In all honesty, however, I do understand where they are coming from, and in many ways I admire them for their vigilant protection of the purity of all things French. Today, with advanced technology and travel, the world has become a bit smaller, and language and culture as a national identity is threatened.

I have noticed this myself in my travels to Italy. The Italian language is peppered with English, not only with technological and scientific terms, but also in everyday language. As an example, even if you don't know a word of Italian, I'm sure you won't have any problems understanding the following sentences.
  • Andiamo a fare un picnic questo weekend?
  • Vado a fare il jogging. Ciao!
  • Ho tanto stress oggi.
Then, a recent show on the travel channel listed the top ten McDonald's restaurants in the world. The #1 McDonald's? In Rome, Italy. Right there next to the Spanish Steps. Mamma Mia!

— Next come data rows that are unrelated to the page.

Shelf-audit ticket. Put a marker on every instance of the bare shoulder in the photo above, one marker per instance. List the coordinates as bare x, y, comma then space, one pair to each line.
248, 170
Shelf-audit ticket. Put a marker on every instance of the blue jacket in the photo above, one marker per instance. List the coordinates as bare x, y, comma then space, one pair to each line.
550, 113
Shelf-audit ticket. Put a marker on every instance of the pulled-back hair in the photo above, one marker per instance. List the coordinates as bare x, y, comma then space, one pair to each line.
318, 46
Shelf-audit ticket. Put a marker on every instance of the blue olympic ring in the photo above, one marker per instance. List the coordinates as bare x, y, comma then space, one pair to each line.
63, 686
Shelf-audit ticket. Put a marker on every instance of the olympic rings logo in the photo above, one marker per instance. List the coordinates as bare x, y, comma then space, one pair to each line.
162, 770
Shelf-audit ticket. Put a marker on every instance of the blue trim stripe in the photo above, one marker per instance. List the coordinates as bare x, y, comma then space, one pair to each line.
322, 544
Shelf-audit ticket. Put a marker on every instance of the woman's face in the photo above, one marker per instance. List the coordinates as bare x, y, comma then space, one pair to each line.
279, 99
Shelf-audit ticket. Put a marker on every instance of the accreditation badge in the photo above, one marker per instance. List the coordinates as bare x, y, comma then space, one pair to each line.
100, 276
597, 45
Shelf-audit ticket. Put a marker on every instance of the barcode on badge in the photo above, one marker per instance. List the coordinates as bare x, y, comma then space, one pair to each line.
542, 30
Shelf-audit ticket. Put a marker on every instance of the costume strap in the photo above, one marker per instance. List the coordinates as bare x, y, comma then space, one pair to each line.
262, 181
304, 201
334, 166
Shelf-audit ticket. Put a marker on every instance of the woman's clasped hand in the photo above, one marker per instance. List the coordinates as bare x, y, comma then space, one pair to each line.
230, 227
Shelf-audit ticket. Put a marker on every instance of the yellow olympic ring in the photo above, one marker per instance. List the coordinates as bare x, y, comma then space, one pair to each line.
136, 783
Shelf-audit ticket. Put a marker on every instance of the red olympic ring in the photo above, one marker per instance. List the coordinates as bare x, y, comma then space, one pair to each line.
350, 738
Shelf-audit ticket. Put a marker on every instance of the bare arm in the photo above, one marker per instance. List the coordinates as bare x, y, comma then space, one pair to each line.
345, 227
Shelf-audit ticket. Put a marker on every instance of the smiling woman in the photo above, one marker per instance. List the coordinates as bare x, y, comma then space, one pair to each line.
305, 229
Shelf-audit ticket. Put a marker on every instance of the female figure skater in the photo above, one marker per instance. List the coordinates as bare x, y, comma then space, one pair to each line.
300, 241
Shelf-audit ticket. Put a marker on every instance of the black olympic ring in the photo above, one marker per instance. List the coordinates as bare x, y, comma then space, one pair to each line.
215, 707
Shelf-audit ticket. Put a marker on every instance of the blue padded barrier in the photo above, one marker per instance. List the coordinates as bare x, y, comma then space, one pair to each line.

Of course, cultures and languages are going to intermingle; they will continue to overlap; and they will even borrow from each other. But I do think we need to preserve who we are, where we live, what languages we speak, what traditions we have . . . all these things that are the essence of who we are.

It's good to celebrate our national identities . . . and it's good to celebrate each other's.

So I may poke fun of French snobbery, but I celebrate their tradition. Just as I celebrate the living chess tournament in Marostica, Italy, the bull running in Pamplona, Spain, and the chitlin' strut festival in Salley, South Carolina.

It is, after all, a wonderful world.

7 comments:

Karen said...

Are you serious? They protested opening The Happiest Place On Earth in their own country?

Lisa said...

It really is an interesting thing to contemplate ~ and a hard concept for Americans, especially, to get our brains around, because we are SO much a melting pot of so many cultures. We're a mishmosh, so the more mishmosh, the more purely American to us. But, I totally respect the idea of national identity among nations who have an identity! I think, in a way, Americans do envy that. (I just love that living chess tournament! I wanna do that!)

Burgh Baby's Mom said...

How appropriate that they borrowed "stress" from English. We do it better than any other culture, that's for sure.

I LOVE Disney Paris. The Space Mountain there is worlds better than the one in Orlando. It's a good thing the protestors weren't particularily effective.

E said...

And their cafes...oh and their sauces...and their shoes...and, oh my...

Kellan said...

Yes it is - a wonderful world.

Hi Bia - nice to see you - hope you are well. Take care - Kellan

Wendy said...

Bia - I'm glad the French are French, but I do remember two distinctly different impressions of France when I went there. I went with a small Sal. Army brass quintet to help a Northern France (Lille) corps with their Christmas kettles. They were the warmest, most welcoming people I have ever met! A few months later, a Parisian officer offered to host me for a weekend. I was snubbed by so many people in Paris for attempting to ask a question. My host was kind, of course, but I thought, if I ever go back, I'm heading to the North of France!

Maria said...

I love to celebrate our Russian heritage. The running of the bull, I must admit though, is not something I like to celebrate. I love to hear about your Italian heritage.